Giovedì 18 Aprile 2024

Unioni gay, il cardinale Kasper: "Vanno rispettate ma non possiamo chiamarle famiglia"

"Comprensibile l'esito del referendum in Irlanda. Ma la dottrina della chiesa non cambia"

Roma, 9 giugno 2015 - CHI PENSA a una messa in discussione del matrimonio cristiano dopo la netta vittoria dei fautori delle nozze gay nella cattolicissima Irlanda è fuori strada. «La Chiesa non cambierà la sua dottrina. Le unioni omosessuali non sono matrimonio e non possono essere definite famiglia», avverte il cardinale Walter Kasper, ex ministro vaticano dell’Ecumenismo. Non certo un falco nello scacchiere della Santa sede, piuttosto un teologo altamente considerato dal Papa ed espressione di quell'espiscopato tedesco, notoriamente liberal, che, il giorno dopo l’esito del referendum, ha tenuto un summit nei sacri palazzi con francesi e svizzeri sulle sfide della famiglia in vista del Sinodo.

Eminenza, il matrimonio non si tocca, ma per la Chiesa sarà dura segnare il passo dopo un voto così storico...

«Quanto accaduto in Irlanda è stata una sorpresa. Vent'anni fa andavo sull'isola a trascorrere le vacanze e ricordo che era un paese prevalentemente agricolo, ora ha avuto uno sviluppo economico davvero importante. E le nuove generazioni non condividono più certi valori tradizionali. Se poi a ciò aggiungiamo lo scandalo della pedofilia nel clero, possiamo ben capire quali siano le ragioni alla base di questo risultato». 

Ha fatto bene il segretario di Stato vaticano, Pietro Parolin, a parlare di «sconfitta per l’umanità»?

«Non chiedetelo a me... Non commento le dichiarazioni di altri cardinali, figurarsi quelle del primo collaboratore del Papa». L’Irlanda ha voluto dare una scossa anche alla Chiesa? «Chi pensa che si possa mutare la dottrina sul matrimonio si sbaglia».
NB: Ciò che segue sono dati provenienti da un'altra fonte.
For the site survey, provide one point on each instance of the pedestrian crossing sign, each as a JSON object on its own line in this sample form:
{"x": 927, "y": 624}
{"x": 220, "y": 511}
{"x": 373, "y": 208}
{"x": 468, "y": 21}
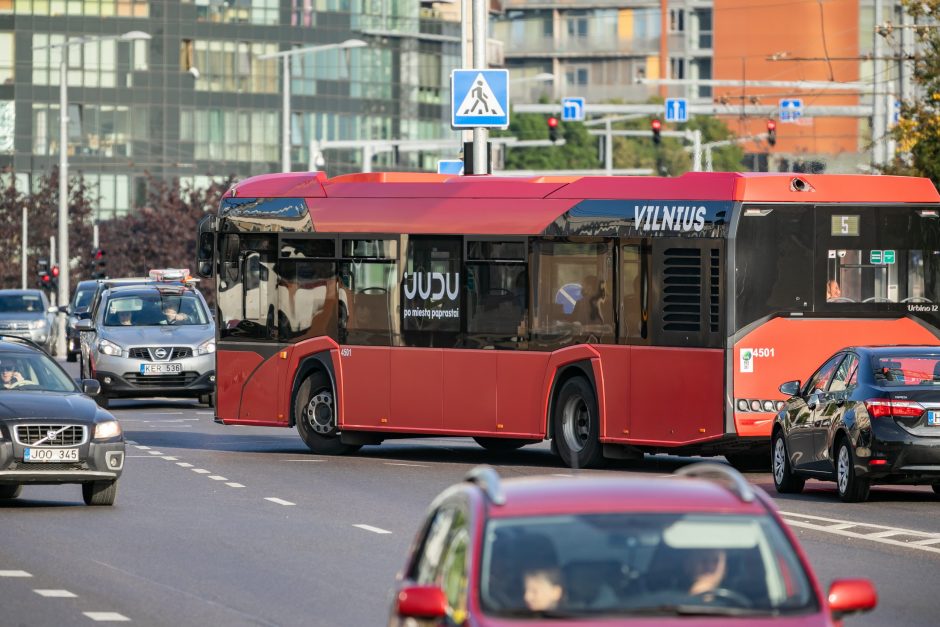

Che cosa può cambiare, allora? «Possiamo valorizzare meglio il rispetto per le persone, qualsiasi sia la loro inclinazione sessuale».

Il documento intermedio dell'ultimo Sinodo lasciava aperto qualche spiraglio sulle coppie omosessuali.

«Elementi positivi ci sono in ogni persona, Dio ama chiunque. Credo che siamo chiamati a rispettare le unioni gay, vissute dai partner con responsabilità. Ce ne sono, ma non possiamo chiamarle famiglia, così si farebbe solo confusione».

Sull'omosessualità prevede un aspro confronto nel Sinodo di ottobre?

«Questa volta non sono coinvolto nella preparazione dell’assise. Non saprei... È possibile che il dibattito sia duro, ma alla fine si raggiungerà un consenso».